Could you make a linear combination of the different energies, and adjust the coefficients?
Possibly log-transforming them in and out?
I've done some MCMC using Metropolis-Hastings. In that case I'm defining the (non-normalized) log-likelihood of a particular state (given its priors), and I find that a way to clarify my thinking about what I want.
I would take a hint from multi-objective evolutionary algorithm (MOEA) and have it transition if all of the objectives simultaneously pass with the acceptance_probability function you gave. This will have the effect of exploring the Pareto front much like the standard simulated annealing explores plateaus of same-energy solutions.
However, this does give up on the idea of having the first one take priority.

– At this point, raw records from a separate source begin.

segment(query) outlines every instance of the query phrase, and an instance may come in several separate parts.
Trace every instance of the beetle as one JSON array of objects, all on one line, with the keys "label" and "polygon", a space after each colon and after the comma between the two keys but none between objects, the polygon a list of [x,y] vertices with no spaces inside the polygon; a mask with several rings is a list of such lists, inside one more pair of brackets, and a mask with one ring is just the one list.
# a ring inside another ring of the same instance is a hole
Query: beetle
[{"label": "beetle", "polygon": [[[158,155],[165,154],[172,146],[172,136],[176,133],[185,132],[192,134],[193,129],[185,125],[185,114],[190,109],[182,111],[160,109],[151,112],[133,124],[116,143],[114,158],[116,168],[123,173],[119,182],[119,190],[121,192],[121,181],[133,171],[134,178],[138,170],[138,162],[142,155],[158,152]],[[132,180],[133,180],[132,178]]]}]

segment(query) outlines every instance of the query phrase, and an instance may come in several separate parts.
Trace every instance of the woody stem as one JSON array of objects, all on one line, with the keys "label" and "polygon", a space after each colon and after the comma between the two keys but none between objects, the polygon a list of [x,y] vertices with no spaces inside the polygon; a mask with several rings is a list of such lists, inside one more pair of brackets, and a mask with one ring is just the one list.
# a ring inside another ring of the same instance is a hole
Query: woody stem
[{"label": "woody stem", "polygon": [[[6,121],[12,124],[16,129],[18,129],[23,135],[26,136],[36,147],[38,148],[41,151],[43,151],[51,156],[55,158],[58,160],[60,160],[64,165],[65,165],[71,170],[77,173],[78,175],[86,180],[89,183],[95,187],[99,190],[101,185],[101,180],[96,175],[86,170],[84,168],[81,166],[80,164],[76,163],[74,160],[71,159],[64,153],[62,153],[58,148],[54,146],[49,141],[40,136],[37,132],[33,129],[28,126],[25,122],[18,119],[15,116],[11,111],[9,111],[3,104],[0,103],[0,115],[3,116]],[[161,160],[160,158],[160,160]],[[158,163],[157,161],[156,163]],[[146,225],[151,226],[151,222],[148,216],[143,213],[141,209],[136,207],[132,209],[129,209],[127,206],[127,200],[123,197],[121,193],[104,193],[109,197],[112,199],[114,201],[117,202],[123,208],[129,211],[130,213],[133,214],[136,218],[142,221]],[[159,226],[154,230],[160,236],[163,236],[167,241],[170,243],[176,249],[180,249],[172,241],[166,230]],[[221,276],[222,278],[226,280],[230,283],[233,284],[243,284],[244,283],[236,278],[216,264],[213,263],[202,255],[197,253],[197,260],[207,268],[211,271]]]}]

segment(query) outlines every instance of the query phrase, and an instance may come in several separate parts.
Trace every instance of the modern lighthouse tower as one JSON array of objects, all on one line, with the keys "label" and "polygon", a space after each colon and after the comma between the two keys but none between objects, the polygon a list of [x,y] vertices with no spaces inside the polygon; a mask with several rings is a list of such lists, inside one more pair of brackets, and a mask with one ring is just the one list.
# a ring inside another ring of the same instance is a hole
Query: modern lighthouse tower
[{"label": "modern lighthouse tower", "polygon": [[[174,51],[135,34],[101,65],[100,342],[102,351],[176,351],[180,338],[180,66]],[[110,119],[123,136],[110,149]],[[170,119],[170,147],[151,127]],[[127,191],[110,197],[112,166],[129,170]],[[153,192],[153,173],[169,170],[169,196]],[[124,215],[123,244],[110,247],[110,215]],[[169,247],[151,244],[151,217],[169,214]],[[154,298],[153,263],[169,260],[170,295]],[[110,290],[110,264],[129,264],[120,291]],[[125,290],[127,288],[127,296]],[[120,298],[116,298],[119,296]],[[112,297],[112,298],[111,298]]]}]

You will probably have to tweak your parameters, such as giving it a higher initial temperature.
I would consider something along the lines of:
If (new deadline_cost > old deadline_cost)
return (calculate probability)
else if (new global finish time > old global finish time)
return (calculate probability)
else if (new split cost > old split cost)
return (calculate probability)
else
return (1.0)
Of course each of the three places you calculate the probability could use a different function.
It depends on what you mean by "takes precedence".
For example, what if the deadline_cost goes down by 0.001, but the global_finish_time cost goes up by 10000? Do you return 1.0, because the deadline_cost decreased, and that takes precedence over anything else?
This seems like it is a judgment call that only you can make, unless you can provide enough background information on the project so that others can suggest their own informed judgment call.